Over-reliance on AI review VCR explicitly directs human reviewers to focus areas. It supplements, not replaces.
Cost runaway on high-risk PRs Daily budget caps. Risk-based gating. Layer 3 only triggers for MEDIUM+ risk.
Circular Test Trap (AI tests verify AI code) Layer 2 detects AI-generated code. Layer 3 Test Quality lens identifies circular tests.
Flaky test noise (Lying Oracle) TORS filters unreliable tests from feedback signal. Agents do not iterate on flaky failures.
Convention drift across teams Proactive Scanner detects diverging patterns weekly. Convention enforcement in the PR flow uses org-defined rules (type: llm or type: pattern in .visdom/rules/) combined with instructions steering โ€” there is no separate Conventions lens in v8.
Model degradation over time Feedback mechanism (developer reactions) detects declining finding quality. Model selection is configurable.
LLM-judge variance Identical findings can be scored differently across runs due to LLM non-determinism. Do not compare F1 or precision metrics across different judges, model versions, or evaluation scopes โ€” results are not comparable. See the practices doc for measurement guidance.

๐Ÿ“ฆ Detailed risk analysis

For the full risk analysis including mitigation strategies and monitoring guidance, see the AI Quick Scan layer reference.

Reference implementations

VCR is a process framework.
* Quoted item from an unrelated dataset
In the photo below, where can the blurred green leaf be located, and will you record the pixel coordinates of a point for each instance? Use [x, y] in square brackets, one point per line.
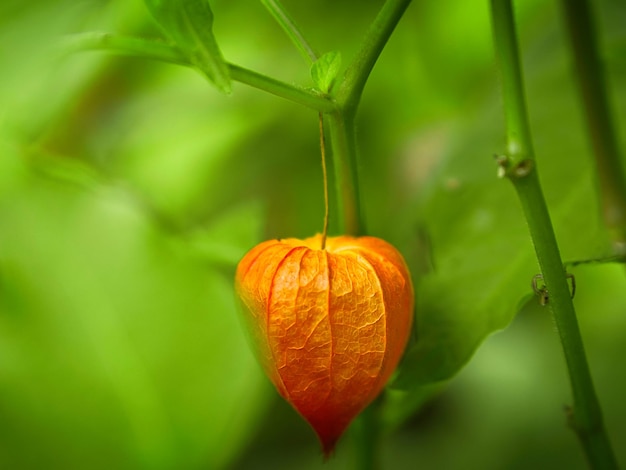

VirtusLab provides reference implementations for each component, but every piece is substitutable with equivalent tooling that your organization already operates.

Component Reference implementation Alternatives
Repository knowledge layer Context Fabric (VirtusLab, MIT) Sourcegraph, custom DuckDB/SQLite, GitHub CODEOWNERS + scripts
CI infrastructure Visdom Machine-Speed CI Bazel + EngFlow, Nx, Turborepo, Gradle remote cache
SAST Semgrep (open source) CodeQL, SonarQube, Snyk Code
Secret scanning gitleaks (open source) truffleHog, GitHub secret scanning
AI provider Anthropic (Claude Haiku/Sonnet/Opus) OpenAI GPT-4o, Azure OpenAI, Google Gemini
CI/CD platform GitHub Actions GitLab CI, Azure Pipelines, Jenkins

๐Ÿ“ฆ Full reference implementations

For detailed component descriptions and integration guidance, see the Reference Implementations page.